The discovery of previously unknown genes implicated in heart failure could pave the way for personalised treatments to reverse the condition
In a recent study published in npj Systems Biology and Applications, researchers developed a new method to identify 36 new genes that could lead to heart failure.
"This is an exciting direction for personalised medicine and also for identifying genes and therapeutic targets for complex diseases that involve many genes," said Dr Alain Karma, a Northeastern University physics professor, to Science Daily.
While personalised therapy still has a long way to go, the authors suggested that the method they developed and the genes that can be identified represent a step closer to creating targeted drugs.
Lead author and postdoctoral research associate at Northeastern's Centre for Complex Network Research, Dr Marc Santolini, explained that the study includes ways in which the method could be used to predict whether individuals suffering from a particular disease will respond to a given drug treatment.

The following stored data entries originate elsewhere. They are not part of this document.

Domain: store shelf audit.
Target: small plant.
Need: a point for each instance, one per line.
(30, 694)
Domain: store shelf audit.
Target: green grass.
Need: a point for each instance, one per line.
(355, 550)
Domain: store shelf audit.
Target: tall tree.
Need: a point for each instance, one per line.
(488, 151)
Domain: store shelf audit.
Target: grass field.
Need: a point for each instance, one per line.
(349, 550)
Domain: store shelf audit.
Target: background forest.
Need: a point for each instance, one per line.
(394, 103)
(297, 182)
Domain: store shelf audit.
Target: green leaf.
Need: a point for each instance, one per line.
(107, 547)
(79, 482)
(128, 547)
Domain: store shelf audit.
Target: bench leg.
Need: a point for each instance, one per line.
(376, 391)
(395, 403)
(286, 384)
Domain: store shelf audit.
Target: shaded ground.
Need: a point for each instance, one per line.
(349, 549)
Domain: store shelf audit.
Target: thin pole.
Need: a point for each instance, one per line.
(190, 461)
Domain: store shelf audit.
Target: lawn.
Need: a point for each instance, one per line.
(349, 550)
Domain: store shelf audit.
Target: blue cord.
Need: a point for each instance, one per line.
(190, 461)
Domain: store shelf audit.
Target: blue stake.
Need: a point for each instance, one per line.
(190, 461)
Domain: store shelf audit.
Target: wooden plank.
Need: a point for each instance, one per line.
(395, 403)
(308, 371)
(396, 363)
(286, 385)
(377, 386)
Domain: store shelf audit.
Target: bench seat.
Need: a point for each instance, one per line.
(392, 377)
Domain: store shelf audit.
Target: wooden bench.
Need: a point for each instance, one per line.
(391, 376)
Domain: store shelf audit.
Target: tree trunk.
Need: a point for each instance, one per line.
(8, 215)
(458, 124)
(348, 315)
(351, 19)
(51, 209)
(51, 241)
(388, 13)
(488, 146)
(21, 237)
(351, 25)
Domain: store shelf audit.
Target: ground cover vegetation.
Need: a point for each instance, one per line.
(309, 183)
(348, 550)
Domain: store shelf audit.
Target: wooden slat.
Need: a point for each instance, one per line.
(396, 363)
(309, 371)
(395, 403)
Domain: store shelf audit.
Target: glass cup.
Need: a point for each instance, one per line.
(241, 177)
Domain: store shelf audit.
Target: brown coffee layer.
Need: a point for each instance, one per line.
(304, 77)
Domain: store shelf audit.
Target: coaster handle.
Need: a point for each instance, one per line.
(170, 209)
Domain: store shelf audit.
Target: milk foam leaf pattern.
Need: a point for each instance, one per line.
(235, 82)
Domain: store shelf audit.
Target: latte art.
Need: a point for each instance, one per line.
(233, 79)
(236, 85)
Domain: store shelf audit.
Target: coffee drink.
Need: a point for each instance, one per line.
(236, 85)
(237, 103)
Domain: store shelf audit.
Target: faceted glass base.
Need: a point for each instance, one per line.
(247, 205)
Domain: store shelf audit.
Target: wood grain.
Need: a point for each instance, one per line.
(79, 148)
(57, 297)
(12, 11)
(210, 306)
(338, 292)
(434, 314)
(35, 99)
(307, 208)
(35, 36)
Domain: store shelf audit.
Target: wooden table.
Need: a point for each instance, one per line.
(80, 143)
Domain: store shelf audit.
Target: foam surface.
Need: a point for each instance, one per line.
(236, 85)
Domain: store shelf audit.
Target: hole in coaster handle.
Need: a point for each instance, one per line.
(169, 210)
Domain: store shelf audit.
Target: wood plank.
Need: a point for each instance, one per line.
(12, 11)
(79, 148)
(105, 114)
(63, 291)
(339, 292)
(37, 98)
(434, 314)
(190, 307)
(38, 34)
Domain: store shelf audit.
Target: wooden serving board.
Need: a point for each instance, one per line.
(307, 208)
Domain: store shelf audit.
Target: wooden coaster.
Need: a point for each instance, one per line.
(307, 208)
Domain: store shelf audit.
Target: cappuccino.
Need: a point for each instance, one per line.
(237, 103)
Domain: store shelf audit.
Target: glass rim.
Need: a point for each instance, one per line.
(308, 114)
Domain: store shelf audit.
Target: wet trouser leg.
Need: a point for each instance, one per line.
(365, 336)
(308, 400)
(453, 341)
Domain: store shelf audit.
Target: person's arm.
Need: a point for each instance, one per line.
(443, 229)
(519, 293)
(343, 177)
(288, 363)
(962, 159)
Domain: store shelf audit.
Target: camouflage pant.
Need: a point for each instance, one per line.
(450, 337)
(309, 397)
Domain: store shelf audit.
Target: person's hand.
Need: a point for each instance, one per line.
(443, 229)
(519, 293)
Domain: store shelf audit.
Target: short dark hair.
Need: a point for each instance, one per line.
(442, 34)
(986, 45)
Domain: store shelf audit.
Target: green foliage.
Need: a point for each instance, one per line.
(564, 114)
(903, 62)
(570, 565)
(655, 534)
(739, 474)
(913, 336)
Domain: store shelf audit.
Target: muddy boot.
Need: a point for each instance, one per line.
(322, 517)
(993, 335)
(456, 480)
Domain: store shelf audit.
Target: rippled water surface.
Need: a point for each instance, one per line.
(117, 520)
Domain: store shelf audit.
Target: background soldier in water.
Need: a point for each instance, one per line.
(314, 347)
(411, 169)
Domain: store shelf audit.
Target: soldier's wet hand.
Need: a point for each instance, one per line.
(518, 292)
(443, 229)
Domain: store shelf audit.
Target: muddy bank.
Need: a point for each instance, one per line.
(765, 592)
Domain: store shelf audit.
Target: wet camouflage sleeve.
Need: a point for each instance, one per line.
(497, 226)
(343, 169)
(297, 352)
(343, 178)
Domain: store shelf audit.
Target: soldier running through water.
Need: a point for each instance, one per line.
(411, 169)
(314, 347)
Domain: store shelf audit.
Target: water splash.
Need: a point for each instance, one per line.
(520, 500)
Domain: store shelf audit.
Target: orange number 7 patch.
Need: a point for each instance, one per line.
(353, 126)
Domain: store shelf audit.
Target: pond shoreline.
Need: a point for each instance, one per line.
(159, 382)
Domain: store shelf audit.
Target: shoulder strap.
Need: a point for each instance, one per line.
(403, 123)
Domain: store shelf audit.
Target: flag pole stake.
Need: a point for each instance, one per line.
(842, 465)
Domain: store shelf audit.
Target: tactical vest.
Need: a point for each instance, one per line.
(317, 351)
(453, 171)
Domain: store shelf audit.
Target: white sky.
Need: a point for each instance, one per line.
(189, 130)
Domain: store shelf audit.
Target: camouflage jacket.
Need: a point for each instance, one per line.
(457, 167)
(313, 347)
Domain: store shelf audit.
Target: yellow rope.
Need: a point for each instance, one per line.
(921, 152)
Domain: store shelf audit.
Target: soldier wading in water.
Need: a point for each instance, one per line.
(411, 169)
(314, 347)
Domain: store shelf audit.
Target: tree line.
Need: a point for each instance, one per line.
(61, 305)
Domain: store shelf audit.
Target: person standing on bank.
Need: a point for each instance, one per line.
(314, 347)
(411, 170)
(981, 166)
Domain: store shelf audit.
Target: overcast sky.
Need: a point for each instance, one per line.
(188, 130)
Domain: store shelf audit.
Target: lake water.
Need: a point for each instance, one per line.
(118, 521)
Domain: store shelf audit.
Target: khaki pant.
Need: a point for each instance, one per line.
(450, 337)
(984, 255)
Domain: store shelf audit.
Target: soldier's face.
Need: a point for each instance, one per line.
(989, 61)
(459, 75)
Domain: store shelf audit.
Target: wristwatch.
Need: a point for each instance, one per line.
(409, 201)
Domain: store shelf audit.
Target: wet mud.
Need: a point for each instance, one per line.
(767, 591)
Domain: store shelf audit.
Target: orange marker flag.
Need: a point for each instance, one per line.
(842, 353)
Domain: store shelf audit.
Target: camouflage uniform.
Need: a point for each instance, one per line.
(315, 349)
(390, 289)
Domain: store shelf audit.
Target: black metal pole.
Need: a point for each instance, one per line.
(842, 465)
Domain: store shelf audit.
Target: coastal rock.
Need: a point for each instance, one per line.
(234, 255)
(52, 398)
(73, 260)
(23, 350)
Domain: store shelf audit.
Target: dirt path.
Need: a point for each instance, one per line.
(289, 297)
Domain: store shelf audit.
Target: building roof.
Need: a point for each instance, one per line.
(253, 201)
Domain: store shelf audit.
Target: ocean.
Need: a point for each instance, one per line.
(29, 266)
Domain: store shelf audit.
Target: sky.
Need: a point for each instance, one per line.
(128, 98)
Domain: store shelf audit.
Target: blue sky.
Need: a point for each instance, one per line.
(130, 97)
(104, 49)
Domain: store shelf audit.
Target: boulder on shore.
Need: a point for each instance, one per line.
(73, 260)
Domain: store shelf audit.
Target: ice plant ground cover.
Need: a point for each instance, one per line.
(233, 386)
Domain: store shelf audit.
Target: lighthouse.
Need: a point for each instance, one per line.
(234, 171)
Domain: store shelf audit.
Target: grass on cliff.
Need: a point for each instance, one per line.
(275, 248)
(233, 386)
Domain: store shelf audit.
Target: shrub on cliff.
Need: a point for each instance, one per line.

“The method can predict beforehand whether a patient should be prescribed a different drug by using just a simple blood test. This would save time and accelerate the therapy," he said in Science Daily.
In the traditional approach to identifying genes related to heart disease, researchers use donated healthy hearts from patients who have died unexpectedly. They then compare their genetic make up with diseased hearts explanted from end-stage heart failure patients undergoing heart transplant.
According to Dr Karma, this method has not been very successful in identifying important genes, so the scientists took a different approach using a collection of 100 genetically different strains of mice, with each strain having a twin of genetically identical mice for analysis.
Researchers gave one of the two identical mice a stressor drug that induces heart failure, then compared its genetic expression with the non-stressed twin to identify an individual gene that changed due to the heart stressor.
The researchers plan to test the new method on human stem cells, which have the same genetic code.